Não importa que eu tenha dito adeus ou que isso seja apenas temporário. Tudo o que posso fazer agora é me perder nele e orar para que não haja saída.
Seus dedos se apertam em volta do meu pescoço, e eu simultaneamente sinto minhas paredes se fechando em volta de seu pau. Ele está todo em cima de mim, dentro de mim, ao meu redor, e é impossível escapar do seu controle.
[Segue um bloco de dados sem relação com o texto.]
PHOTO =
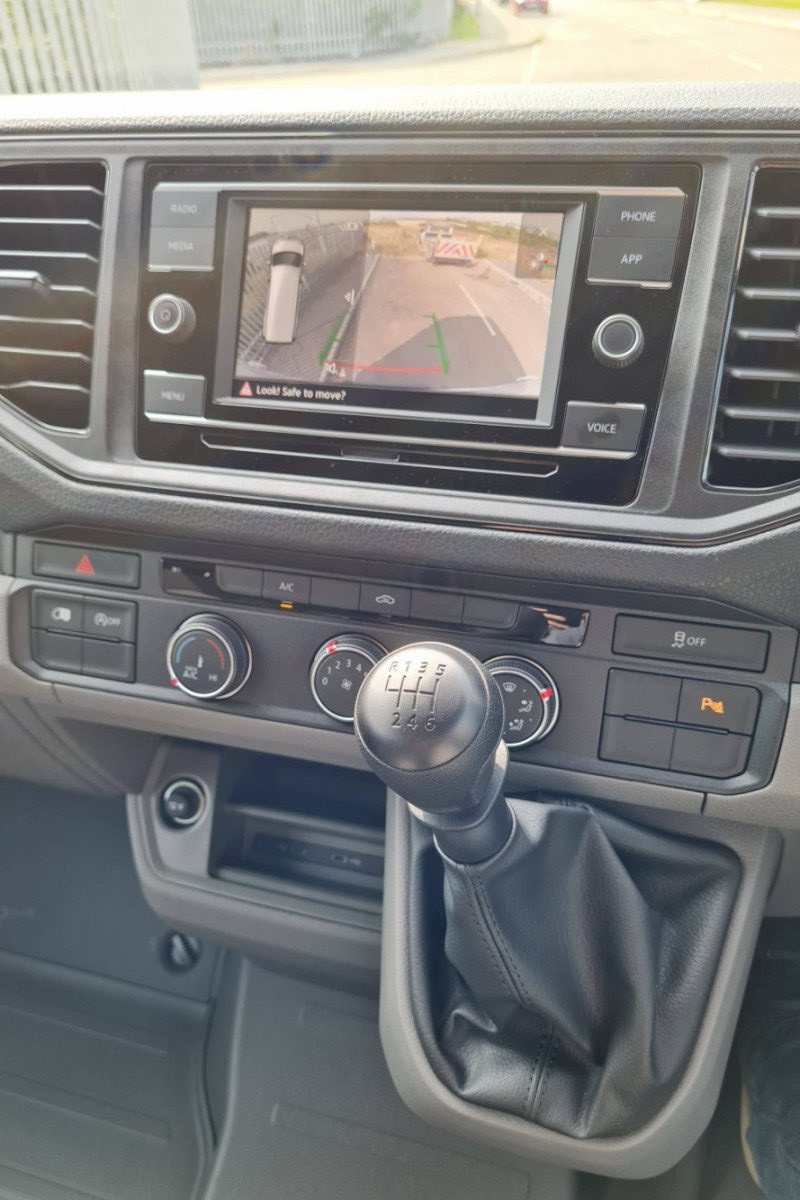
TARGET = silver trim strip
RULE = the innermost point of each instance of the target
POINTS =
(244, 189)
(205, 423)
A cor azul penetrante de seus olhos captura os meus quando seu toque deixa os limites da minha pele e atinge direto meu peito.
Ele disse que eu o envenenei, mas ele é quem me envenenou. Ele é quem está atirando uma flecha em meu coração, e eu não tenho como impedir, porque ele destruiu minha fortaleza.
O orgasmo me atinge como um explosivo de queima lenta. Eu gemo, tremendo, enquanto as lágrimas escorrem pelas minhas bochechas.
Ethan as beija, enquanto seus abdominais se contraem, e ele derrama dentro de mim. Eu fico tentada a fechar os olhos para absorver a sensação, mas não o faço. Eu prefiro observá-lo em vez disso, mesmo que seu rosto não seja o mesmo de sempre.
Nós dois estamos ofegantes, suas respirações se misturando com as minhas e suor cobrindo nossa pele.
Eu apoio minha cabeça em seu ombro, mas permaneço em silêncio porque no momento em que eu falar, tudo terminará, e eu terei que voltar à sombria realidade onde ele realmente tem que ir embora.
E desta vez, eu estou curiosa para saber se eu consigo lidar com isso.